Taika Waititi’s Thor: Love & Thunder almost works as a cautionary tale for what happens when you buy into your own hype as an artist.
Waititi is the successful Kiwi comedian-filmmaker who won Best Adapted Screenplay at the Oscars for his screen interpretation of Jojo Rabbit (2019); co-directed and co-created the popular vampire farce What We Do in the Shadows (2014) and FX series spin-off; along with crafting a few charming indie dramedies, such as Hunt for the Wilderpeople (2016).
The writer-director’s brand of wacky humor seemed to work for his previous Marvel sequel Thor: Ragnarok (2017), based on the solid critic and audience reception. What happened to make Love & Thunder not only one of Waititi’s lowest-scored films on Rotten Tomatoes, but also one of Marvel’s?
The title, Thor: Love & Thunder, already sounds like a cheeky play on an episode of a 1980s morning cartoon. The use of classic rock music for the soundtrack, as is the case with many Marvel Cinematic Universe movies, also fits. In this case, we’re given prominent use of Guns ‘n’ Roses classics like “Welcome to the Jungle” and “Sweet Child of Mine.”
The cast, from Thor regulars like Chris Hemsworth as the God of Thunder himself, Natalie Portman as his on-again/off-again flame Jane Foster, Tessa Thompson as soldier-turned-New Asgard leader Valkyrie, and Waititi as sidekick Korg, who is mostly CGI comic relief, to Christian Bale and Russell Crowe as two latest big names to appear in a MCU flick, should make for decent entertainment.

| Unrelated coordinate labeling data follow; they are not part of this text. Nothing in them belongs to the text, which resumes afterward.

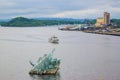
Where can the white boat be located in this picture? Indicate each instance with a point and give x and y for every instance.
(53, 39)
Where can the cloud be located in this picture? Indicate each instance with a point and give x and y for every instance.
(59, 8)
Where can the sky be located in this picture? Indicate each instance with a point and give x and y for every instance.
(77, 9)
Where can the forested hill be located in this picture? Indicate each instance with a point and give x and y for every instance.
(25, 22)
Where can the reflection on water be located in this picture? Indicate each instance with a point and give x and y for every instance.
(84, 56)
(46, 77)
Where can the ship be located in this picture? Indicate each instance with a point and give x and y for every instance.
(53, 39)
(46, 65)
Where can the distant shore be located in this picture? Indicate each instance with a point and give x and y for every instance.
(105, 33)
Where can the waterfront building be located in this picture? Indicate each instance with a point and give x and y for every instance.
(103, 21)
(106, 18)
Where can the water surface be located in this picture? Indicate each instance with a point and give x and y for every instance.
(84, 56)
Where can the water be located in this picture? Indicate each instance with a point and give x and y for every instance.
(84, 56)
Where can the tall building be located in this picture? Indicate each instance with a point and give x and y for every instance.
(103, 21)
(106, 18)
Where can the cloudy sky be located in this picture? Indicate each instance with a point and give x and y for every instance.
(78, 9)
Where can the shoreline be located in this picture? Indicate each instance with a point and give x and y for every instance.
(104, 33)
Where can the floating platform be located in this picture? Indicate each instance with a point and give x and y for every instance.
(46, 65)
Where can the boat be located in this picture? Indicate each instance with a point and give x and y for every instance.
(46, 65)
(53, 39)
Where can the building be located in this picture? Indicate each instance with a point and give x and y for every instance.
(106, 18)
(99, 22)
(103, 21)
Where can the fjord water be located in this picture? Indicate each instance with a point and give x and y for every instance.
(84, 56)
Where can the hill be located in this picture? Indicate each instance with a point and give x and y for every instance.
(25, 22)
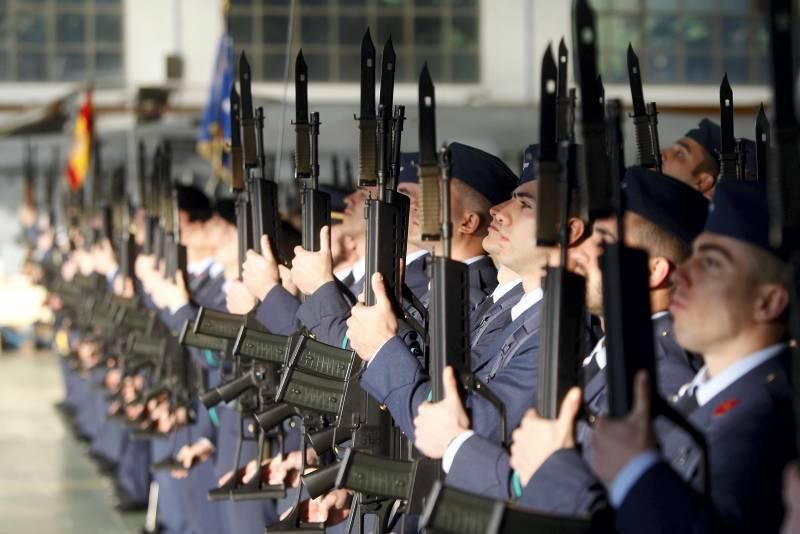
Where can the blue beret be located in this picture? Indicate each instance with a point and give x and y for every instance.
(485, 173)
(709, 135)
(529, 161)
(666, 202)
(739, 209)
(530, 164)
(408, 168)
(337, 195)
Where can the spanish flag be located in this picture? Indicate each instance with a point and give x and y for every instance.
(80, 155)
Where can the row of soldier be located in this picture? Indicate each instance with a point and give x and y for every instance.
(451, 346)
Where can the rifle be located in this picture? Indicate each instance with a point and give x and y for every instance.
(563, 305)
(727, 152)
(645, 118)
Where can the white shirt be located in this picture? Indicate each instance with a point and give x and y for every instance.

Yet the underwhelming posts and tweets on social media are telling.
Well, here’s my take. Picture the familiar cliché of the hot-shot quarterback who wins the big game at the end of the school year and is going steady with the prom queen to his prom king. You know the one where said big shot peaks in high school and never fully recovers or moves on? That’s Thor in Love & Thunder.
He helped save the universe with the Avengers and is now just coasting along defeating local threats and dangers. The Guardians of the Galaxy are even dodging his contributions to the superhero team. And he’s still pinning over Jane, who is seemingly occupied with her huge success as a scientist and author.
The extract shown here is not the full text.